Spring 2019

Just the right note

Music therapy helps hospitalized kids feel better, inside and out

A good song can change a mood, bring back memories, brighten a day. And while music can feel therapeutic in this way, it can provide far more than just a feel good moment, says University of Minnesota Masonic Children’s Hospital music therapist Kim Donley.

“Music therapy is the use of music to achieve nonmusical goals,” she says. “So even though we might be teaching children how to play the ukulele, we’re increasing their motor skills, getting their fingers and hands moving. It could be a stress management or coping thing, too. We’re constantly assessing their needs—cognitive, emotional, spiritual, physical, and existential.”

Country music star Chris Young knows the power of music. Shortly after he visited U of M Masonic Children’s Hospital in June, he gave $34,000 to the music therapy program, allowing the staff to fill four carts with new, higher-quality instruments and purchase equipment to let patients record their own songs. The recent Stars and Guitars concert benefited the program as well. 

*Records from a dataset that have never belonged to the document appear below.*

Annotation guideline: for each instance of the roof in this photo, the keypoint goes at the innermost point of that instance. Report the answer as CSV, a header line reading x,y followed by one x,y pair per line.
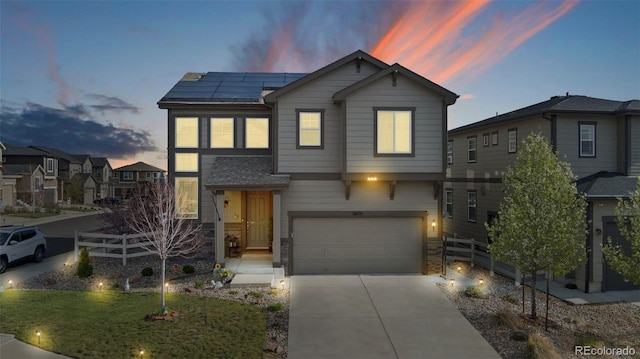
x,y
560,104
244,172
227,87
607,185
139,167
449,96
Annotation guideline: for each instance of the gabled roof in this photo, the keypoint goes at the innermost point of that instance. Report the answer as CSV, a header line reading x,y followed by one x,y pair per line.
x,y
356,56
139,167
560,104
449,96
244,172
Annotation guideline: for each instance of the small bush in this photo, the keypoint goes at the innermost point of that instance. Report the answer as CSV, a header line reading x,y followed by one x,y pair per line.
x,y
540,347
147,272
519,336
275,307
474,292
188,269
507,318
85,269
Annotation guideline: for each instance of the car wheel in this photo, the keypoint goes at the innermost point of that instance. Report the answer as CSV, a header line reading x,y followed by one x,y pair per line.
x,y
38,256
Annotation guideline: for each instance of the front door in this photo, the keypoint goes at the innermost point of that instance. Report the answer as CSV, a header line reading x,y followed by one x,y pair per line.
x,y
258,216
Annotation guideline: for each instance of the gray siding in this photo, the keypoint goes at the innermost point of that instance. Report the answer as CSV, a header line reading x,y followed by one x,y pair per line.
x,y
428,127
365,196
316,95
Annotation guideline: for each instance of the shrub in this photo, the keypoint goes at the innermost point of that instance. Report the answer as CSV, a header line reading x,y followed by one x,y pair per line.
x,y
188,269
474,292
540,347
147,272
507,318
275,307
519,336
85,269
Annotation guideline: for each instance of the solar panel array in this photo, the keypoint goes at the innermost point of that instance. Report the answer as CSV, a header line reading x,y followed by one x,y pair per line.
x,y
230,86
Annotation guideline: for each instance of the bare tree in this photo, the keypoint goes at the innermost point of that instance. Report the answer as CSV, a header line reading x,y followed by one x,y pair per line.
x,y
166,232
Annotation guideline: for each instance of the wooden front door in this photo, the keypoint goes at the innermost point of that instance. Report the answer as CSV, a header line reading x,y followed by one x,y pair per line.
x,y
258,215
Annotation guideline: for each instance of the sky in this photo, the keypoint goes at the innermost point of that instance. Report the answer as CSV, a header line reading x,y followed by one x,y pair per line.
x,y
86,76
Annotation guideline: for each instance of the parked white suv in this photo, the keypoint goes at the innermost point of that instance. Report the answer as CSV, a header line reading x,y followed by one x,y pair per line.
x,y
18,242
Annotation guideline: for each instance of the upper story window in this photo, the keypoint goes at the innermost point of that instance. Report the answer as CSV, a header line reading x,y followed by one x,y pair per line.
x,y
587,140
513,140
310,123
186,162
256,133
186,132
222,133
472,148
394,132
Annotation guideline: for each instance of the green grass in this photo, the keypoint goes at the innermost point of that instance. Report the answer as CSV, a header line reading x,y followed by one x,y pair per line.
x,y
111,324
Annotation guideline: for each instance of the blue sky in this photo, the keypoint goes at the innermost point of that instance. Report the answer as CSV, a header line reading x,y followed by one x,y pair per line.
x,y
86,76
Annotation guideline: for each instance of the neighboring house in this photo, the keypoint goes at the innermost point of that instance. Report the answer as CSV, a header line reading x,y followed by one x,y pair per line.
x,y
599,138
135,177
102,172
337,171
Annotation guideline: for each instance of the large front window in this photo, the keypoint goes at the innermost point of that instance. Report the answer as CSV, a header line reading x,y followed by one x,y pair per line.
x,y
394,132
187,197
222,133
257,133
186,132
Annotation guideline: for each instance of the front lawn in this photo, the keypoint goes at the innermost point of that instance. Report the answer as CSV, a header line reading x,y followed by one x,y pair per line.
x,y
111,324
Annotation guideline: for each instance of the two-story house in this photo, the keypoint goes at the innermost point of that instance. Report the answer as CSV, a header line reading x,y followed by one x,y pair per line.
x,y
337,171
599,138
135,177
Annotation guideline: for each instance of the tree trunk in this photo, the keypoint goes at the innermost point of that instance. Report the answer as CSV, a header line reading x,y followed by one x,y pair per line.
x,y
533,295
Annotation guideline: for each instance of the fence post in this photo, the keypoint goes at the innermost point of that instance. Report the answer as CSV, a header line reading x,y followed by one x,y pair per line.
x,y
124,249
75,246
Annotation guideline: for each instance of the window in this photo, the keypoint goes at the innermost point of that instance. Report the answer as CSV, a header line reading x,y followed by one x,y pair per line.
x,y
186,162
494,138
394,132
310,128
471,206
513,140
222,133
187,132
257,133
187,197
472,149
587,140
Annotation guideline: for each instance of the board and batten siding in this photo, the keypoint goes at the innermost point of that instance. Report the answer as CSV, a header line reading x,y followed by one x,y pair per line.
x,y
365,196
316,95
427,129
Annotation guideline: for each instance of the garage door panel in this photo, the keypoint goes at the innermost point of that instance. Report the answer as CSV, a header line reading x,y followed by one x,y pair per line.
x,y
357,245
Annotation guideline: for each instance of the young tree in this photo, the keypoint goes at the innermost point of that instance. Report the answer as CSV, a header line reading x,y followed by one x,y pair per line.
x,y
541,224
628,220
165,232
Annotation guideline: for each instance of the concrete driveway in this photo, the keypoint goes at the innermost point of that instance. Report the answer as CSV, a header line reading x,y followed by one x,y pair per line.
x,y
363,316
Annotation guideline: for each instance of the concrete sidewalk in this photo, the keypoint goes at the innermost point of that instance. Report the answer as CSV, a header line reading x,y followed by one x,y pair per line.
x,y
362,316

As a gesture of gratitude, the team sent him this music video thank-you note.

Learn more about a few instruments on the music cart below.

Photos by Brady Willette


Kids play this fiberglass drum, a friendly-looking favorite, by sitting on it and reaching down to pound out rhythms with their hands.


Squeaky shark
“This simple little musical toy told us that a child was going to live,” music therapist Mark Burnett says. “He squeezed this when he wasn’t doing anything else—not communicating at all, not moving.”


Hapi drum
The “tongues” on this steel drum, cut to different sizes and slightly different shapes, produce different tones when struck.


Reverie harp
Local anesthesia is often the hardest part of many medical procedures involving children, music therapist Mark Burnett says. 

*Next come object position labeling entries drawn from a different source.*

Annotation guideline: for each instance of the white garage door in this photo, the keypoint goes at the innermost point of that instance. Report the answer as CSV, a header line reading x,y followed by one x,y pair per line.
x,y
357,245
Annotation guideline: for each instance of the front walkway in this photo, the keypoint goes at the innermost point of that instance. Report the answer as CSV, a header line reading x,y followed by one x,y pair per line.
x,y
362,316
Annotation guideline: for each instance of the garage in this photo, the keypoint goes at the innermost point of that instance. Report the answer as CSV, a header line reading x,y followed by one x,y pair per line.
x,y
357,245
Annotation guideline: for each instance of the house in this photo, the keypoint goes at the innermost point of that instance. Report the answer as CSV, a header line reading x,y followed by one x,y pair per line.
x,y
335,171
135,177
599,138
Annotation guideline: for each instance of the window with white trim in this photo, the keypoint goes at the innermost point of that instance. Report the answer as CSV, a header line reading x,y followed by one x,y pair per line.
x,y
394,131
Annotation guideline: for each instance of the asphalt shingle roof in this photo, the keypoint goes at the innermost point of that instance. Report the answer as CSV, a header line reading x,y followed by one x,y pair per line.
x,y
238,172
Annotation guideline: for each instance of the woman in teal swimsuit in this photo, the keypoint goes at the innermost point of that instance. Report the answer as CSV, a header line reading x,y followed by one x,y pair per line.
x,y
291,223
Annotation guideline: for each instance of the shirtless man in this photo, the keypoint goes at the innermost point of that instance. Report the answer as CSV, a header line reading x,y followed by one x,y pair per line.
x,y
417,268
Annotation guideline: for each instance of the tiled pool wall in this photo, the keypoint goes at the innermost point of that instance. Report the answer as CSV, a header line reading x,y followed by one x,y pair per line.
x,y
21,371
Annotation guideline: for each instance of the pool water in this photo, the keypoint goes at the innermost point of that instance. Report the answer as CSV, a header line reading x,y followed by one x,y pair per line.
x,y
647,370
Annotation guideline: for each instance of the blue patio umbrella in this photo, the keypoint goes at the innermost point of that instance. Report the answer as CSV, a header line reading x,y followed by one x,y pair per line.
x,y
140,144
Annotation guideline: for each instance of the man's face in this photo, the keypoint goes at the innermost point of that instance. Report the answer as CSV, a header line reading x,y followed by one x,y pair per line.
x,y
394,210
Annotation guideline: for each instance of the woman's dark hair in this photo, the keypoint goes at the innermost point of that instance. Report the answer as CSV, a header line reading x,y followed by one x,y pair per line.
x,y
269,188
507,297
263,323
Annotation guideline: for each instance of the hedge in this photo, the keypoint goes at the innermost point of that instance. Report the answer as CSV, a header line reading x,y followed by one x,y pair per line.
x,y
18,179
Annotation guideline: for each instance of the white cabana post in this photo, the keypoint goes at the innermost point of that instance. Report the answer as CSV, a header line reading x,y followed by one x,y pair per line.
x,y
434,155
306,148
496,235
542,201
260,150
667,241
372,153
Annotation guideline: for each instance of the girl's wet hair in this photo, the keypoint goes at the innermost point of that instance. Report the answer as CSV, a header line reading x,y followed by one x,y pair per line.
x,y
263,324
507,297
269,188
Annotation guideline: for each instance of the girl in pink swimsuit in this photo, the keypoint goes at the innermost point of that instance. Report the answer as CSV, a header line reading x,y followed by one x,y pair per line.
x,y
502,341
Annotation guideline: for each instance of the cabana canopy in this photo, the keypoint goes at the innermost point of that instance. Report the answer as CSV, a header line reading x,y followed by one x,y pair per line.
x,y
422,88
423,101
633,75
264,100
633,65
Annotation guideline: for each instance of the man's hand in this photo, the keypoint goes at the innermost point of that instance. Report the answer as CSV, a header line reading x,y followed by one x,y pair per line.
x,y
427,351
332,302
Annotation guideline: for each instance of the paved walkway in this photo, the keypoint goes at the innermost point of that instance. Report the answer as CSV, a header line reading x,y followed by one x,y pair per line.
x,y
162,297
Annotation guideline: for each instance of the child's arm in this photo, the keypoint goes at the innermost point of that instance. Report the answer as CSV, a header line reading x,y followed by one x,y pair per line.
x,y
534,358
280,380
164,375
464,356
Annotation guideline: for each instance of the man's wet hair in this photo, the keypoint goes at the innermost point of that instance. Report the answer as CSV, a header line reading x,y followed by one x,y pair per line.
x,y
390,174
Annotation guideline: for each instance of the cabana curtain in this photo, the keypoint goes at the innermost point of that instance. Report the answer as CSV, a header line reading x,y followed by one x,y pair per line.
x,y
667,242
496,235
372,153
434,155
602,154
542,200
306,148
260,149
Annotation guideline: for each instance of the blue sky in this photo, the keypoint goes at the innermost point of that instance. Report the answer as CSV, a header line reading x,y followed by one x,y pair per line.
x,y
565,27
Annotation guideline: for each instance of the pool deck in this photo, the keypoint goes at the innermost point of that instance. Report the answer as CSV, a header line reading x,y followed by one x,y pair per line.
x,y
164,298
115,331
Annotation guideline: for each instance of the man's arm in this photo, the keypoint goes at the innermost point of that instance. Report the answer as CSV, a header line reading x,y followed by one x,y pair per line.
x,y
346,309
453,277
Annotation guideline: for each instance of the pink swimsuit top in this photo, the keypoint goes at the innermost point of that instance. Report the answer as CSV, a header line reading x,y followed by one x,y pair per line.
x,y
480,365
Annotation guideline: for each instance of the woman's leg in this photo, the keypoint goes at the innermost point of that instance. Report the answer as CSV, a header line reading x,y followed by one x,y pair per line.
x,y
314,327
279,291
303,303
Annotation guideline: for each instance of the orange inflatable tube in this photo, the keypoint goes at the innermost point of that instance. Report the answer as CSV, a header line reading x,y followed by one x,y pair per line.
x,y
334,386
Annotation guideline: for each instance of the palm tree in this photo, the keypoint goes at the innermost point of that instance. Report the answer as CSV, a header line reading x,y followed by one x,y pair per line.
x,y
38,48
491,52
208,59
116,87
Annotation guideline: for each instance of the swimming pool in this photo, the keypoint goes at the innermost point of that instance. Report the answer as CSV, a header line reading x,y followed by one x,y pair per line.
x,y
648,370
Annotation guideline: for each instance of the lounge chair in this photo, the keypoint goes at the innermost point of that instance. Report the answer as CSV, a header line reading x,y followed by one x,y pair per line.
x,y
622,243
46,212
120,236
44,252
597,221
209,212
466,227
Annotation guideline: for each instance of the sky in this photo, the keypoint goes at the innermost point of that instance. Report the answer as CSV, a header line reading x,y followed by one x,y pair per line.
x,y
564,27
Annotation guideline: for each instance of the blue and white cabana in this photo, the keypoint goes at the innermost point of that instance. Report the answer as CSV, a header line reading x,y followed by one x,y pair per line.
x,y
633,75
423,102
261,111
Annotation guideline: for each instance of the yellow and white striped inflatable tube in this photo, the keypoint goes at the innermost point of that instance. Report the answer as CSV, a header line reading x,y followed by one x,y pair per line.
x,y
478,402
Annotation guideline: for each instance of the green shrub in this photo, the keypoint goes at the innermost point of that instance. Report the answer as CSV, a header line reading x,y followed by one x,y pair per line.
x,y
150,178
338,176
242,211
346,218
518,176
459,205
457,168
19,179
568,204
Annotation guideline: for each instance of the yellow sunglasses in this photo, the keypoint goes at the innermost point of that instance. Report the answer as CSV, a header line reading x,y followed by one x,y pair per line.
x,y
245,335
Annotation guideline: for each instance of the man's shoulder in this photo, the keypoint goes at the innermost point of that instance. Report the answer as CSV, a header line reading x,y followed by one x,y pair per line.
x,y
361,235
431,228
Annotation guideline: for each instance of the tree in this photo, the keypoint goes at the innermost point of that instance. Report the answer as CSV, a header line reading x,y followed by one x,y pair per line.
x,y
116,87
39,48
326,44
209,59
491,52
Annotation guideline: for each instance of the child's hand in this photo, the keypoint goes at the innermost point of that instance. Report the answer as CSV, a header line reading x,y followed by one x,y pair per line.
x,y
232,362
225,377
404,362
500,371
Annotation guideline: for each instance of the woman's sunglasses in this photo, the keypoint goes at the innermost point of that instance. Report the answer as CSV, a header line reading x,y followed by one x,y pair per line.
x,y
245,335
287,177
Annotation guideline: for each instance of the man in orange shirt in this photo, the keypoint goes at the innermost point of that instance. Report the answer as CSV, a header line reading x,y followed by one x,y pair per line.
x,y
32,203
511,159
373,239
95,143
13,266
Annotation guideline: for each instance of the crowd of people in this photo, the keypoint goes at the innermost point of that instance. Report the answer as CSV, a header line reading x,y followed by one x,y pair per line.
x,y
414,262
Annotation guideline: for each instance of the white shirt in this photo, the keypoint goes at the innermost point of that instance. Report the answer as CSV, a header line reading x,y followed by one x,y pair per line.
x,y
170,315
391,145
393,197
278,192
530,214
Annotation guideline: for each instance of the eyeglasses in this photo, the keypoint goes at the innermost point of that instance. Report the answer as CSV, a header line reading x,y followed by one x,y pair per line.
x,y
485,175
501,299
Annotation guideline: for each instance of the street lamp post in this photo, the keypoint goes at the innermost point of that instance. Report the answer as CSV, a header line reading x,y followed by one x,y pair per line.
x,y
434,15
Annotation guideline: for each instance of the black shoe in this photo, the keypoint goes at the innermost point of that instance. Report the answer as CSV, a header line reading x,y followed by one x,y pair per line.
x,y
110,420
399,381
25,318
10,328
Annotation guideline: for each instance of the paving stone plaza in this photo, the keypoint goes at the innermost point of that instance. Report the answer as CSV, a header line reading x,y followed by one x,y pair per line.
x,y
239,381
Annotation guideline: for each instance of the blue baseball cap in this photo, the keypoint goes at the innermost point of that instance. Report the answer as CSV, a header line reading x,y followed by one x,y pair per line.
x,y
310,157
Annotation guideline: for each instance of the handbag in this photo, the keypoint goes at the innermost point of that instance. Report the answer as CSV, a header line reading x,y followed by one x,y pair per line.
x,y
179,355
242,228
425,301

“I played this and held it in front of the child so it blocked their vision [of the procedure]. I said, ‘Find this note every time it comes around.’ The child had no idea what was going on behind me.”


Hand bells
Music therapists have used these bells, which can be held and rung or hit like a service bell, to teach rhythm, patience, and even colors.

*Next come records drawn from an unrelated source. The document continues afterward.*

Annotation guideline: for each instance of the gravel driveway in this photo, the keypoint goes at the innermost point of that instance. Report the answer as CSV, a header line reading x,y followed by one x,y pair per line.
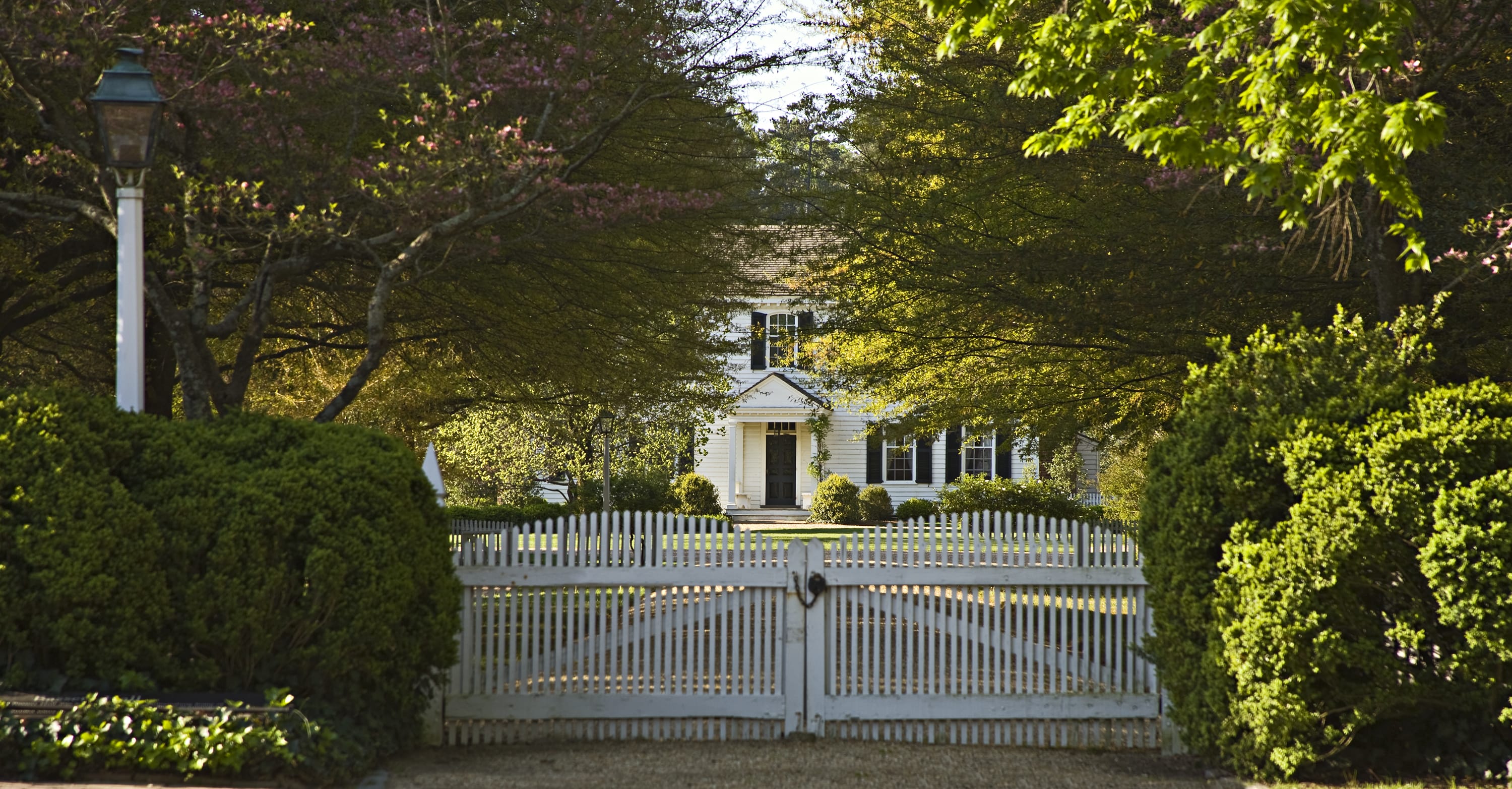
x,y
788,764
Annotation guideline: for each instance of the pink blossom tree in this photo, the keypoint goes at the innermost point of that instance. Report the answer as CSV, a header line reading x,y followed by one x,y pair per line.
x,y
309,159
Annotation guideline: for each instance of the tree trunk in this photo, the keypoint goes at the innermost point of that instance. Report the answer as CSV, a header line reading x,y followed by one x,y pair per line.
x,y
162,367
1382,253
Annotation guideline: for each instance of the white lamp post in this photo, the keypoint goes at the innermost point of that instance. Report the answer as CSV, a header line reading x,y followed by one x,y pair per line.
x,y
129,111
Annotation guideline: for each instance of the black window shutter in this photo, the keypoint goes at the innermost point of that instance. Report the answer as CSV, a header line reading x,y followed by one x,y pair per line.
x,y
805,327
1004,460
924,460
953,454
873,460
758,341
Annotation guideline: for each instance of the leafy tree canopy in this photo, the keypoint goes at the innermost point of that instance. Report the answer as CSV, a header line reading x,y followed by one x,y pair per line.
x,y
1298,100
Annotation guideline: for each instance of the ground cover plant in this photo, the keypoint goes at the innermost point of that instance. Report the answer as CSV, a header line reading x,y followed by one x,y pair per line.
x,y
241,554
1325,537
141,737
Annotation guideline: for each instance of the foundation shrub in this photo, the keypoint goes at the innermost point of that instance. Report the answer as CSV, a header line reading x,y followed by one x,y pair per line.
x,y
917,508
876,504
976,493
693,495
835,501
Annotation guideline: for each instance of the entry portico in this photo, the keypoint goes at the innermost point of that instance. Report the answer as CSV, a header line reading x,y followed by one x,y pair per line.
x,y
769,445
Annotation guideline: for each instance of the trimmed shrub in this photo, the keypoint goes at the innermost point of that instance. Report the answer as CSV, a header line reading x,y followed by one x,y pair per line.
x,y
693,495
1331,664
1327,551
917,508
1216,469
835,501
233,555
639,492
82,581
976,493
510,514
876,504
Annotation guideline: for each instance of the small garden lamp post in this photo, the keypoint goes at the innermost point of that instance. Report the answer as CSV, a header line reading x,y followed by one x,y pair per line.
x,y
129,111
604,427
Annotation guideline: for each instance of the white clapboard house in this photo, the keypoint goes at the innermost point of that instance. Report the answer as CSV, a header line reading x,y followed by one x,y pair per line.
x,y
760,454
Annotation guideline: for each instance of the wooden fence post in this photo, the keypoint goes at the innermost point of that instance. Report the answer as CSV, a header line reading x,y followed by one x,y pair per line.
x,y
793,637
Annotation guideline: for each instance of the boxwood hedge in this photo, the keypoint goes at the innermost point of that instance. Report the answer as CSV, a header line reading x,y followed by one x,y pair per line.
x,y
1327,549
233,555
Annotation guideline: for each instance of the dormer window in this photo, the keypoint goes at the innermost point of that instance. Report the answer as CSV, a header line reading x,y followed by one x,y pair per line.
x,y
775,339
900,460
782,341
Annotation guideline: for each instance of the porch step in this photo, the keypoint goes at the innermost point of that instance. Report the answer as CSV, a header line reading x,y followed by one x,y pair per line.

Even the sight of a doctor can cause stress to spike in many hospitalized children, music therapist Kim Donley says. “So if we can teach them to play the ukulele and we have the doctors sing with them for 30 seconds when they walk in the room, it lowers the kids’ anxiety.”


RainSong carbon fiber guitar
Besides producing a high-quality sound, these guitars hold up well to the frequent bleach cleanings required in a hospital setting—which is not the case with wood guitars.


“Kids just like to bang on stuff,” music therapist Mark Burnett says. “They can feel it in their bodies.”